Keywords

1 Introduction

Auralization is a subject of high scientific interest due to its extensive applications in areas such as research and consultancy [1,2,3]. In that sense, the development of new methods for interactive spatial sound reproduction that allows a more realistic hearing experience is desired. Binaural reproduction can be achieved by using headphones or loudspeakers with crosstalk cancellation [4]. Arrays of loudspeakers can be also implement to synthesize the acoustic field based on spatial reproduction techniques such as Ambisonics or Wave Field Synthesis [5].

A methodology commonly used to reconstruct acoustic fields that satisfy the homogenous Helmholtz equation is based on a Plane Wave Expansion (PWE) [6]. This mathematical representation allows for the use of multiple sound reproduction techniques and the generation of interactive auralizations in which the listener can interact with the virtual space [7]. For example, translation can be simply achieved by the application of delays that modify the phase of the planes waves according to the listener’s movement [8].
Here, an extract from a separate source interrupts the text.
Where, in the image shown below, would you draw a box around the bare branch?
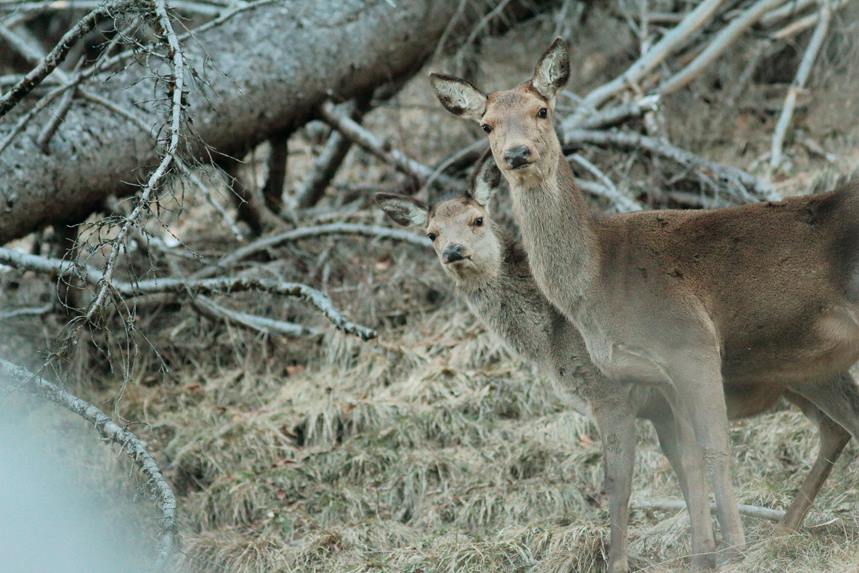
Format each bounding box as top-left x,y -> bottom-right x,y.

In terms of rotation, several methods can be implemented for a plane wave expansion. The interpolation of Head Related Transfer Functions (HRTFs) is a widely used methodology by the scientific community, but it is restricted only for binaural reproduction [9]. Other approaches that enable multiple sound reproduction techniques are spherical harmonics [10] and Vector Base Amplitude Panning [11]. An analysis of these two last methods as rotation operators is presented in this paper.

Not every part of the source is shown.